THE chairman of Asia’s top communications think-tank spoke out on Thursday against “assaults” to democracy, due process and the press, warning that legal shortcuts were a slippery slope to authoritarianism.
“Even drug addicts and a chief justice of the Supreme Court deserve due process,” said Crispin Maslog, a veteran newsman and educator, drawing a parallel between extrajudicial killings of drug suspects and moves to unseat Chief Justice Maria Lourdes Sereno outside of the impeachment process.
Maslog delivered the 50th St. Thomas More Lecture at the Faculty of Art and Letters of the University of Santo Tomas (UST) in Manila, in honor of the English martyr and statesman and the anniversary of the country’s biggest liberal arts college.
More, Maslog recalled, was even willing to give the devil the “benefit of law,” as the law was for everyone’s protection.
Maslog, chairman of the Asian Media and Information Center, also lamented government threats to cancel the licences or franchises of traditional media like the Philippine Daily Inquirer and ABS-CBN, amid the proliferation of internet trolls, fake news and “networked disinformation.”
“To keep our democracy alive and robust, we need to keep our public sphere open. We should allow all stakeholders in our way of life and in our government free access to our marketplace of thought,” he said.
“Cyber-bullying on social media by an army of trolls who blindly obey the command of their social media influencers is not conducive to free democratic debate,” he added.

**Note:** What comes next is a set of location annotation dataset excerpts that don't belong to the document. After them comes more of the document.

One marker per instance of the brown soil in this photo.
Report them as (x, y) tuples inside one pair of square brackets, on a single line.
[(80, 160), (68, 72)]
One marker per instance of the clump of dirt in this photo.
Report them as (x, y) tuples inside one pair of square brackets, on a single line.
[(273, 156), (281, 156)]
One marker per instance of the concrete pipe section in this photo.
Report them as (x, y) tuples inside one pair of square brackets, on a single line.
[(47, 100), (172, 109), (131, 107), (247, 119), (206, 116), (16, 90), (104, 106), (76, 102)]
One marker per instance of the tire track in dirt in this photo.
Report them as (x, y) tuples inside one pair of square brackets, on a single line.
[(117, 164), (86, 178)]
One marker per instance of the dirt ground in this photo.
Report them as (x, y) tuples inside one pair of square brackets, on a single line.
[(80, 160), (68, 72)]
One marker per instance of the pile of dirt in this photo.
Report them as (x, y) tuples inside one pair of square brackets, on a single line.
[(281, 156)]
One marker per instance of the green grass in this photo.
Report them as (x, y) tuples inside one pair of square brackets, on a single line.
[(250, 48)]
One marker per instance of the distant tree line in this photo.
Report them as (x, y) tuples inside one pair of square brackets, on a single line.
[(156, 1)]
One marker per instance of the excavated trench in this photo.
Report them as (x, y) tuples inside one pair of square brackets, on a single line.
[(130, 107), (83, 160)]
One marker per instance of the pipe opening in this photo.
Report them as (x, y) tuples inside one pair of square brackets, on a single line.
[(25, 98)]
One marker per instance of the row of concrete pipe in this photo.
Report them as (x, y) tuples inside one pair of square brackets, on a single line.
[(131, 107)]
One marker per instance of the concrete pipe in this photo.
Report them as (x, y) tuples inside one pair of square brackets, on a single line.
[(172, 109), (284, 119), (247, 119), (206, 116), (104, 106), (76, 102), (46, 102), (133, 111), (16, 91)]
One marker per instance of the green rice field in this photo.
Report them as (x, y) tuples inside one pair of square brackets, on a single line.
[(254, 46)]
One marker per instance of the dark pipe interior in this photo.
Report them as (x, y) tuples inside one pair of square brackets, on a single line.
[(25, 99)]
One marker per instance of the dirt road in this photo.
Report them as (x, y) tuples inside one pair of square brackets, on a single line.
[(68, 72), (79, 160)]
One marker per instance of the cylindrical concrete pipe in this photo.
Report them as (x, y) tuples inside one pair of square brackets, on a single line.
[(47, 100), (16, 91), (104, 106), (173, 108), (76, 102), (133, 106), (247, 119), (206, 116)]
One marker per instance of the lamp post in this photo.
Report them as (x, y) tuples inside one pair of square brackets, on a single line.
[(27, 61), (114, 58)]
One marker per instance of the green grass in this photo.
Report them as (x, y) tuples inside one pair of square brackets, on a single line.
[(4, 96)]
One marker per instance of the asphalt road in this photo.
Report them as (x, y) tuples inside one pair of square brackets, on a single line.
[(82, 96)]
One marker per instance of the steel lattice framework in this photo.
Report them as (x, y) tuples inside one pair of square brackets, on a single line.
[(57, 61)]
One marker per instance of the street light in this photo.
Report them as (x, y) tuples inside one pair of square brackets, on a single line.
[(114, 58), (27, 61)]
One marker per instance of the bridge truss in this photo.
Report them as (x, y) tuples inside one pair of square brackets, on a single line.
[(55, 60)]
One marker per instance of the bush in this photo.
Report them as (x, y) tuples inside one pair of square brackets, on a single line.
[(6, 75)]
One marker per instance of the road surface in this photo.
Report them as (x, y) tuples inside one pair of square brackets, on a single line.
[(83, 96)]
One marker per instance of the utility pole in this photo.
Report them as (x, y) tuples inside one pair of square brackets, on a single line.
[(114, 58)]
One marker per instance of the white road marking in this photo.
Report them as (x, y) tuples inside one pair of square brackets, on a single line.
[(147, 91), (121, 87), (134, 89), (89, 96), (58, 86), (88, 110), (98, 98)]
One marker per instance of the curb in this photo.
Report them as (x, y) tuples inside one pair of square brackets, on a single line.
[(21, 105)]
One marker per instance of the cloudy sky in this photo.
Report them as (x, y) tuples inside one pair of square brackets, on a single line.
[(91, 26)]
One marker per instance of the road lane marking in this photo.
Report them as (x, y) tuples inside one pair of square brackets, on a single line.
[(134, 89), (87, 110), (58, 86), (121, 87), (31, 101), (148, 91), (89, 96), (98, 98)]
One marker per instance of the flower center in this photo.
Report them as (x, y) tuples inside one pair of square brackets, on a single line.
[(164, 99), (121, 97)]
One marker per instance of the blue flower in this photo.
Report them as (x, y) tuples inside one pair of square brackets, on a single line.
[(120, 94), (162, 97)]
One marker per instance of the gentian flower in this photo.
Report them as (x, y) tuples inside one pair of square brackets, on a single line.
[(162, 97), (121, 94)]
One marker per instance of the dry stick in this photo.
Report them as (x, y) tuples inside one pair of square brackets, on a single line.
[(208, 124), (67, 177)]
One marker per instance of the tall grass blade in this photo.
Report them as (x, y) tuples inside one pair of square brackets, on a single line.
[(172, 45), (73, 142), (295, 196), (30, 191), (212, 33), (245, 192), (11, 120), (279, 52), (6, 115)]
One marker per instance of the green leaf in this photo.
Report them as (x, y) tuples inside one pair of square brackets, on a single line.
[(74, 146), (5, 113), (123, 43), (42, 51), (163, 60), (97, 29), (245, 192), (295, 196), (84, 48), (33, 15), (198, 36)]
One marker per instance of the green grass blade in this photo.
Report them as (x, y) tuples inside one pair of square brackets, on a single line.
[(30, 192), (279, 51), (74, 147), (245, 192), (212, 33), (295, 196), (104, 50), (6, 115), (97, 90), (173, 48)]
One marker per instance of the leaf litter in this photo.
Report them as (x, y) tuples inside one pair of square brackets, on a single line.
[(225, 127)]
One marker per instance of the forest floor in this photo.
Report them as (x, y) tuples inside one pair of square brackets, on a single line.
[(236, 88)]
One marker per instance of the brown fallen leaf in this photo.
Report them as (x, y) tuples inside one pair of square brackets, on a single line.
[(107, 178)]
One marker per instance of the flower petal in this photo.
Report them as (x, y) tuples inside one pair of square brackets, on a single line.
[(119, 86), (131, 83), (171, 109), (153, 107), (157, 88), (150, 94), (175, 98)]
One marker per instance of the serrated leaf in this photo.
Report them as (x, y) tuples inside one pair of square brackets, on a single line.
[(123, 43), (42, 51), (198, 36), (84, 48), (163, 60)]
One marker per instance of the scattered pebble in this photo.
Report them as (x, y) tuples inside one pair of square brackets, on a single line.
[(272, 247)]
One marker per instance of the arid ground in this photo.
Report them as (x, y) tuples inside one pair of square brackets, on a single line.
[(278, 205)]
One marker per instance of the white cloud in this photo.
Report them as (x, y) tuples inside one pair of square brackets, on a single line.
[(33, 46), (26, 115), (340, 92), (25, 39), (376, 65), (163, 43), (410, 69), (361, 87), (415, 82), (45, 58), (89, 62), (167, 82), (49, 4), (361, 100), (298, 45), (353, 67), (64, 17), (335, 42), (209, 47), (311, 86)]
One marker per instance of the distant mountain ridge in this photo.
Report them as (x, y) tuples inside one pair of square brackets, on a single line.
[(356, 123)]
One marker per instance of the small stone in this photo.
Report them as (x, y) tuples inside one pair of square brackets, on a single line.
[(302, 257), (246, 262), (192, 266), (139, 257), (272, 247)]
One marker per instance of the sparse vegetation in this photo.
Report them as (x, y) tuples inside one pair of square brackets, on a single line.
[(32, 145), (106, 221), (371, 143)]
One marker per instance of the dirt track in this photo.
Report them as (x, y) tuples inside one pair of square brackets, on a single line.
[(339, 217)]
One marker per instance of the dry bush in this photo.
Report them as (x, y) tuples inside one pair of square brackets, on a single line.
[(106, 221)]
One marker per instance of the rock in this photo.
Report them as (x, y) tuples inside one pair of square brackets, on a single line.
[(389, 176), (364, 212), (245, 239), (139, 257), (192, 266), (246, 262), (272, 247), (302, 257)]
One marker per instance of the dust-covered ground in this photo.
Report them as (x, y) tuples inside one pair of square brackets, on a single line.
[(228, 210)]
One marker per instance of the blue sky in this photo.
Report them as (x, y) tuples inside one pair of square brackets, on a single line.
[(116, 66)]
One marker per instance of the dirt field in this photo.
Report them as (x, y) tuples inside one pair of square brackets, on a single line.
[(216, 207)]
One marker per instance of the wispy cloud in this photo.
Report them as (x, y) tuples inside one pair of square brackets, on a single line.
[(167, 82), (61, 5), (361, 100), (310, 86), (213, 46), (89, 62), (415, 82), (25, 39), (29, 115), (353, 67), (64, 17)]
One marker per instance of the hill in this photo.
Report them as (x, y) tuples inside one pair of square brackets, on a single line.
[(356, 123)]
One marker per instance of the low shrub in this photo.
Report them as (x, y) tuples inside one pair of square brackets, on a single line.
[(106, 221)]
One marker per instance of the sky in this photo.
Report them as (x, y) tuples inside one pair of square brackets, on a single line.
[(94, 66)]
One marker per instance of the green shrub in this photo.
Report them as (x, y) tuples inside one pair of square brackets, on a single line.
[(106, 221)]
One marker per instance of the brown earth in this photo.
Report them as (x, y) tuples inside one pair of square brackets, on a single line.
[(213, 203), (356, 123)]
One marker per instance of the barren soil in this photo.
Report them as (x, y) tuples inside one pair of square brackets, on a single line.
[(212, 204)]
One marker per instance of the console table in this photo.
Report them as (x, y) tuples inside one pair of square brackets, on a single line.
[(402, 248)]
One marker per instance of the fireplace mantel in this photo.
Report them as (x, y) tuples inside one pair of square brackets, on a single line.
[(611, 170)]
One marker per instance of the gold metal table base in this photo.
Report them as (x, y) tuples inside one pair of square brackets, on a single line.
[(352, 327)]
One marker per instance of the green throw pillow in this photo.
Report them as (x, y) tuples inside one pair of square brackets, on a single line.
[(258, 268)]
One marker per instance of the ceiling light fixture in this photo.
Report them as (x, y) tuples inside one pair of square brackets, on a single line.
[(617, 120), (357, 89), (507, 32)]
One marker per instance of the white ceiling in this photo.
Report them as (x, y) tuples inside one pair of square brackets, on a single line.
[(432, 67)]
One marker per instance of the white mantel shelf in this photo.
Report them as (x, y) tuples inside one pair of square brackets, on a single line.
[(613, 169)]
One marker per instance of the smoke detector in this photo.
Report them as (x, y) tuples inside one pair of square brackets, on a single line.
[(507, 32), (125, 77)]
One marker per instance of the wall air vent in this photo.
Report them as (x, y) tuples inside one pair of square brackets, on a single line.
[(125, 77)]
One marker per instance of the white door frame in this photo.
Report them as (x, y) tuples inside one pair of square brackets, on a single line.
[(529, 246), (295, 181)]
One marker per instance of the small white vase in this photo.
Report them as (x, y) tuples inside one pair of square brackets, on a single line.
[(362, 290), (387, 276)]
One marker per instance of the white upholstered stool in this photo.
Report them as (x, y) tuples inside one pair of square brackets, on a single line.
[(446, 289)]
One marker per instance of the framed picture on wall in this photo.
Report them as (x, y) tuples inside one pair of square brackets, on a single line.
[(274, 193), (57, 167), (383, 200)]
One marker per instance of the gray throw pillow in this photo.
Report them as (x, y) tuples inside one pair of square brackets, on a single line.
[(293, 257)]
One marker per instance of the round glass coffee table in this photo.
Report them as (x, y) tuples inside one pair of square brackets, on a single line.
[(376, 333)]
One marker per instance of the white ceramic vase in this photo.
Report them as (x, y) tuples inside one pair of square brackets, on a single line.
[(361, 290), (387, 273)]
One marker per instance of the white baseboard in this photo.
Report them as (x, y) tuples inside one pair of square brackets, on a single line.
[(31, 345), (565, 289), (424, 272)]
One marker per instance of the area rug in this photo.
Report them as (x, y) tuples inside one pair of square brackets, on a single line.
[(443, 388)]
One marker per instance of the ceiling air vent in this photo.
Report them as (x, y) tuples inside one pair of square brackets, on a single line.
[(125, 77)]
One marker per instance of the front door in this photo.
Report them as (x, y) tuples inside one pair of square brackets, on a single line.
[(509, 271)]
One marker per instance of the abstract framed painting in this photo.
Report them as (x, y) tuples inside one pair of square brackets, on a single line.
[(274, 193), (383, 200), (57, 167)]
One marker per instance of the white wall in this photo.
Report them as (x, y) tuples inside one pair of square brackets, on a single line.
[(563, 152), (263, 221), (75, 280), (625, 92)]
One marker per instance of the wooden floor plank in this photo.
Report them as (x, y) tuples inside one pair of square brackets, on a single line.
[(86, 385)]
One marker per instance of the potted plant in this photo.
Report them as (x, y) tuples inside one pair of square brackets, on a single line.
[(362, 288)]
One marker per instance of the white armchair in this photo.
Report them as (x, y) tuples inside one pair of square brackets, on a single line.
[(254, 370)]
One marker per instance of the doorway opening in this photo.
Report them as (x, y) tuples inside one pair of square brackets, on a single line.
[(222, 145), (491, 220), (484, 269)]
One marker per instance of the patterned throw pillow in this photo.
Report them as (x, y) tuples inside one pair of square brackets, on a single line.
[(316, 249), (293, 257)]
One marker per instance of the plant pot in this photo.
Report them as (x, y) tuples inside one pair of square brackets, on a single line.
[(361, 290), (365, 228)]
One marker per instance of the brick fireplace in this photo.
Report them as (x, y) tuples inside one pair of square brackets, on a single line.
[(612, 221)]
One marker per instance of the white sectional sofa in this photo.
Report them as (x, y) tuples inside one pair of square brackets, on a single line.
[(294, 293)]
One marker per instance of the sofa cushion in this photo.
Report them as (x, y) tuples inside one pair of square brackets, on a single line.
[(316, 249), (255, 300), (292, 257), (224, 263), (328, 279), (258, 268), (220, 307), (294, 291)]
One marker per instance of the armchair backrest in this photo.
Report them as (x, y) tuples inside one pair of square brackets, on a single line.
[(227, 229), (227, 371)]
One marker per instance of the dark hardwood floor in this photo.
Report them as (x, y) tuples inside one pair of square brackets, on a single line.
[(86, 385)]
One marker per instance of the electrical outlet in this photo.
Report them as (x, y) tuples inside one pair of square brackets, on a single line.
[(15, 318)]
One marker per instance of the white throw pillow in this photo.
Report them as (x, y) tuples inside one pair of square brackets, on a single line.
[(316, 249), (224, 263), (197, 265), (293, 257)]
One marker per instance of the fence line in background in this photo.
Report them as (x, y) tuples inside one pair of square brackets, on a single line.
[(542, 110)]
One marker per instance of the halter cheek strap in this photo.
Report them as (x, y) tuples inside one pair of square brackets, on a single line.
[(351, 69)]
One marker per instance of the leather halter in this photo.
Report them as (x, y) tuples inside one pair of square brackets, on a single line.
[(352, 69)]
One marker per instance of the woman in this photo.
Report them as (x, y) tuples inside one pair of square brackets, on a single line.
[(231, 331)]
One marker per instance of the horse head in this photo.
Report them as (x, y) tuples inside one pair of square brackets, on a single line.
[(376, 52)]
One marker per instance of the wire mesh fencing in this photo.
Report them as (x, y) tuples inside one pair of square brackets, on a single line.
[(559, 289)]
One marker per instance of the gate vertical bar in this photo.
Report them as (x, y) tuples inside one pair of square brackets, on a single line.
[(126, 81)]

Philosophy professor Michael Anthony Vasco, UST Arts and Letters dean, said safeguarding the truth was one of the biggest challenges of post-modern and pluralistic society, and pointed out that “truth can be very political.”
“The hegemonies of power and ideology can greatly influence our reception and understanding of truth. Political authority can in fact dictate what is truth,” he said, citing French philosopher Michel Foucault.
“Truth in society, specifically in democratic society, is also determined by personal and ideological interests. Even public opinion is no longer based on reasonable grounds or evidence, or even by common sense, but are shaped by advancing interests that are personal or ideological, making spurious truth claims that intend to confuse the public and divert public opinion from the truth and instead propagate half truths just to change the tide of public opinion to their favor,” he said.